Reliabilitas dan Validitas
Masalah reliabilitas (keterandalan) dan validitas pengukuran (kesahihan) merupakan 2 hal pokok dalam penelitian yang tidak boleh ditinggalkan. Reliabilitas didefinisikan sebagai keterandalan alat ukur yang dipakai dalam suatu penelitian. Apakah kita benar-benar dapat mengukur dengan tepat sesuai dengan alat atau instrumen yang dimiliki.
Dikenal beberapa jenis reliabilitas, yaitu berikut ini.
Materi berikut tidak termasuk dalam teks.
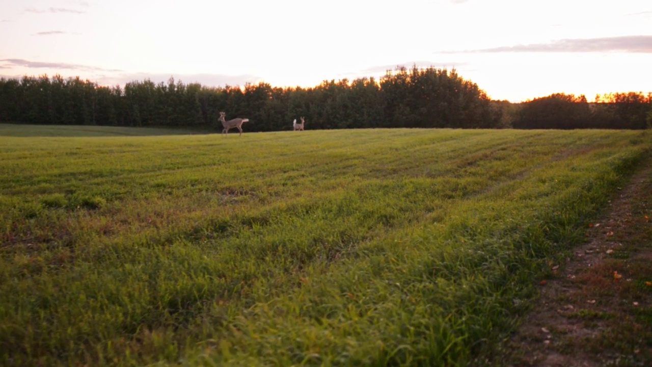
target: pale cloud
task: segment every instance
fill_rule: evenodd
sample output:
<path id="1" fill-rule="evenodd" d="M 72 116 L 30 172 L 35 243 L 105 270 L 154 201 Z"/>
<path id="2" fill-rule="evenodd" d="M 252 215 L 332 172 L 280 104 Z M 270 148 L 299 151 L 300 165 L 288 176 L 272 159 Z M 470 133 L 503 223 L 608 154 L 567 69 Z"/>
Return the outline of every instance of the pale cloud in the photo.
<path id="1" fill-rule="evenodd" d="M 450 53 L 496 52 L 625 52 L 652 54 L 652 35 L 623 36 L 595 39 L 569 39 L 548 43 L 518 44 L 493 48 L 464 51 L 446 51 Z"/>
<path id="2" fill-rule="evenodd" d="M 68 70 L 81 70 L 87 71 L 121 71 L 120 70 L 107 70 L 105 69 L 76 64 L 69 64 L 67 63 L 48 63 L 42 61 L 31 61 L 22 59 L 0 59 L 0 67 L 3 69 L 12 69 L 16 67 L 22 67 L 27 69 L 68 69 Z"/>
<path id="3" fill-rule="evenodd" d="M 70 33 L 63 31 L 48 31 L 47 32 L 37 32 L 35 33 L 37 36 L 49 36 L 52 35 L 78 35 L 79 33 Z"/>
<path id="4" fill-rule="evenodd" d="M 65 8 L 48 8 L 47 9 L 37 9 L 36 8 L 25 8 L 25 11 L 31 13 L 70 13 L 70 14 L 84 14 L 86 12 L 76 10 L 74 9 L 68 9 Z"/>

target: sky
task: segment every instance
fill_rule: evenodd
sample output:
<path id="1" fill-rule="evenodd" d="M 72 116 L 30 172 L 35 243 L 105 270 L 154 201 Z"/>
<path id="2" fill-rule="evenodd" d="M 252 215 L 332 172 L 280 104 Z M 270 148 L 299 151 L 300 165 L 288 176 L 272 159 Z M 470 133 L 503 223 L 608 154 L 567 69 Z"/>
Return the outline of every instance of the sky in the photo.
<path id="1" fill-rule="evenodd" d="M 314 87 L 455 69 L 493 99 L 652 92 L 650 0 L 2 0 L 0 77 Z"/>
1.      Intercoder dan intracoder, yaitu pemberian kode dari luar dan dari dalam.
2.      Pretest, yaitu pengujian atau pengukuran perbedaan nilai antara juri-juri pemberi nilai.
3.      Reliabilitas kategori, yaitu derajat kemampuan pengulangan penempatan data dalam berbagi kategori.
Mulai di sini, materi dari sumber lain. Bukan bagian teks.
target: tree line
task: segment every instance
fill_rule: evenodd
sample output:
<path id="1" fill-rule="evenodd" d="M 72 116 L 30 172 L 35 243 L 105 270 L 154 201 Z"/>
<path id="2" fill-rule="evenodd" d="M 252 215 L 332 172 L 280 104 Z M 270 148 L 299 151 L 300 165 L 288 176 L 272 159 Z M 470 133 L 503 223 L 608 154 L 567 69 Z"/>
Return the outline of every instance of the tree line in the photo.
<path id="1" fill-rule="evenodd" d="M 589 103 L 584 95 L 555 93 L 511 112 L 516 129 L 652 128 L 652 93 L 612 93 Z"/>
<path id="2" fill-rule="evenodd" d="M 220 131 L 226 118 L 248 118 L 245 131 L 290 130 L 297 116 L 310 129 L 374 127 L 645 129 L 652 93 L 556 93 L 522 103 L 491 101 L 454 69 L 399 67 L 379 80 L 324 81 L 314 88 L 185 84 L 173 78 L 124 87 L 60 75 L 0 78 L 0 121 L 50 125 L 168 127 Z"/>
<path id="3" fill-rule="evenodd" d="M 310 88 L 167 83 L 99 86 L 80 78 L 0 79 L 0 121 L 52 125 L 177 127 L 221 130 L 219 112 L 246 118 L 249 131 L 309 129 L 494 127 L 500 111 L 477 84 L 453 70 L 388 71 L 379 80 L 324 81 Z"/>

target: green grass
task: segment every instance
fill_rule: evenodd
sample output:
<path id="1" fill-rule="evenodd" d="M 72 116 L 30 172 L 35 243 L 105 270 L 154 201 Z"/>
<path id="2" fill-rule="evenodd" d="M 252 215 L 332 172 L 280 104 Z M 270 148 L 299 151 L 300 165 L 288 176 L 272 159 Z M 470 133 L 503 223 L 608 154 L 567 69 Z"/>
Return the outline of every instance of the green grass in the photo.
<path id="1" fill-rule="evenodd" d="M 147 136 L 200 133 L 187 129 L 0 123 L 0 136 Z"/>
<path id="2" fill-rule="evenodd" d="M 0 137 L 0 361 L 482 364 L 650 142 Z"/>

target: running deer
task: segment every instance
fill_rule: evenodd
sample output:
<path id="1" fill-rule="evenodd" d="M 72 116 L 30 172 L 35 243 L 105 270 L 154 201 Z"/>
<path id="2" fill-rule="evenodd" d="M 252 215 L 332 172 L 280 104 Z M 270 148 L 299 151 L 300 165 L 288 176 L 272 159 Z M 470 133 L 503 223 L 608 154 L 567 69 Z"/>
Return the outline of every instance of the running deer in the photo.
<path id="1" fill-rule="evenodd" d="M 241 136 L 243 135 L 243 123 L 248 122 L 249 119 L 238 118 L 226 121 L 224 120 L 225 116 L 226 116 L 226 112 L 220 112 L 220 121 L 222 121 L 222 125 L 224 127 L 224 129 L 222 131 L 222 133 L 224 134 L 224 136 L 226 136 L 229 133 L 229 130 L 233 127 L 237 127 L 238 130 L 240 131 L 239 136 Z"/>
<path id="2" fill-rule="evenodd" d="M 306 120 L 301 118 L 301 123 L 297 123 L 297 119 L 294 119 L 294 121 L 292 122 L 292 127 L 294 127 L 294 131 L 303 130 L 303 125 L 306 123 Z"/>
Validitas adalah kesahihan pengukuran atau penilaian dalam penelitian. Dalam analisis isi, validitas dilakukan dengan berbagai cara atau metode sebagai berikut.
1.      Pengukuran produktivitas (productivity), yaitu derajat di mana suatu studi menunjukkan indikator yang tepat yang berhubungan dengan variabel.
2.      Predictive validity, yaitu derajat kemampuan pengukuran dengan peristiwa yang akan datang.
3.      Construct validity, yaitu derajat kesesuaian teori dan konsep yang dipakai dengan alat pengukuran yang dipakai dalam penelitian tersebut.